CAROL BLACK: We auctioned off a broken wooden dish strainer as the Gutenberg paper dryer, and it went for $150 because of the story.

WEISSMANN: Giving away the money and making sure it went where it was needed most was harder. In order to make it work, they had to embrace a concept that practically defines modernity - bureaucracy. Carol says they started like any good health care organization with paperwork.

BLACK: Which is really hard for people, especially people in this type of industry.

WEISSMANN: Rennies who need help paying for health care have to fill out a form, prove they've worked at a fair as an elf or a juggler or a minstrel or a big burly dude who sells turkey legs, doesn't matter. There's a committee that reviews everything. And those that get approved can get a little money. And more importantly, they can get help navigating the health care system.
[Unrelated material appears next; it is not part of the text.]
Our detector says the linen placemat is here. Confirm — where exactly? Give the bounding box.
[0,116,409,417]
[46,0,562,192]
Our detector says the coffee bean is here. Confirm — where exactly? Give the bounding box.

Kaelyn Globig used to sell belly-dancing outfits. Now, she works as RESCU's case manager.

KAELYN GLOBIG: There are roads to take when you're uninsured, it's just that people don't know how to do it. And they won't necessarily tell you.

WEISSMANN: Kaelyn walks Rennies through the process of advocating for themselves. She teaches them the magic words to slay the health care dragon - application, charity care, financial aid. In the past five years, the RESCU Foundation says it has spent about a half a million bucks toward medical bills and gotten more than $2 million in price breaks. For NPR News, I'm Dan Weissmann in Austin, Texas.